Development and comprehensive analyses of a hybrid solar–geothermal driven polygeneration system: Thermodynamic, exergoeconomic, and emergoenvironmental aspects

Abstract

The present research proposed an innovative polygeneration system that uses solar, geothermal, and natural gas energy to produce power, heat, steam, and freshwater. The system consists of a proton exchange membrane fuel cell, an organic Rankine cycle, and a multi-effect thermal desalination system. The study included thermodynamic, exergy, exergoeconomic, exergoenvironmental, emergy-based exergoeconomic, and emergy-based exergoenvironmental factors in its comprehensive evaluation of the system. Results underscored the financial aspect of the organic Rankine cycle and cogeneration system, incurring costs of 0.4518 $/s and 1.054 $/s respectively, while also highlighting the system's capability to produce 6 kg/s of freshwater.
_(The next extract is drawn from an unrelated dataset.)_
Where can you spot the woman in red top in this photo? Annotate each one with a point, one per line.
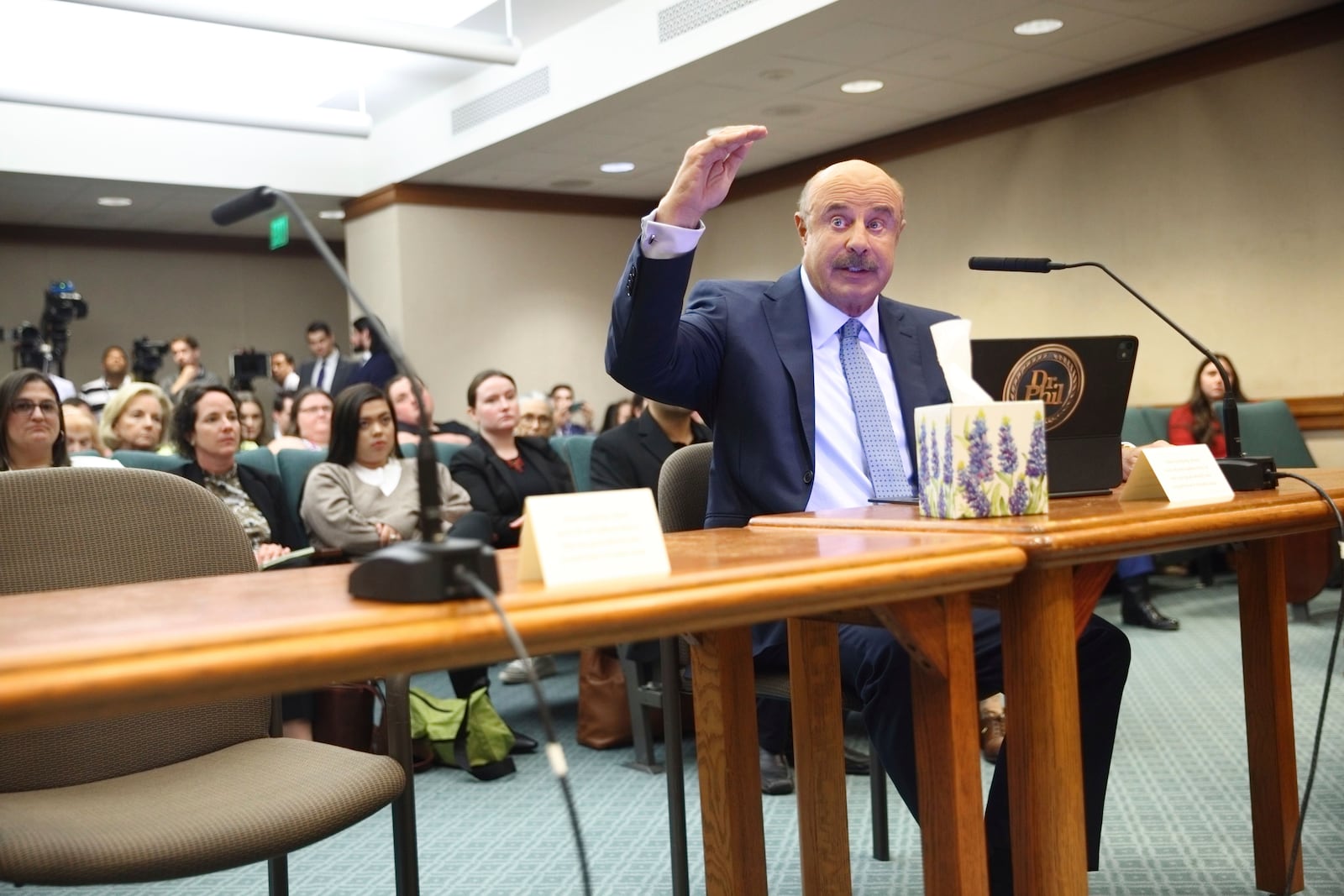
(1195, 422)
The environmental impact rates were quantified for the organic Rankine cycle and cogeneration system at 0.1417 and 0.4814 pts/s respectively, situating the system within its ecological context. Further, the study detailed the total efficiency and net power output of the organic Rankine cycle and cogeneration system, ranging between 32.45–33.51% and 43.25–45.83% for efficiency, and 56956–56322 kW and 50174–51898 kW for net power output r espectively, showcasing the system's operational capacity. A parametric analysis was also integral to the study, examining the impact of key parameters on the functionality of the proposed system, thereby providing a nuanced understanding of the system's performance under varying operational scenarios.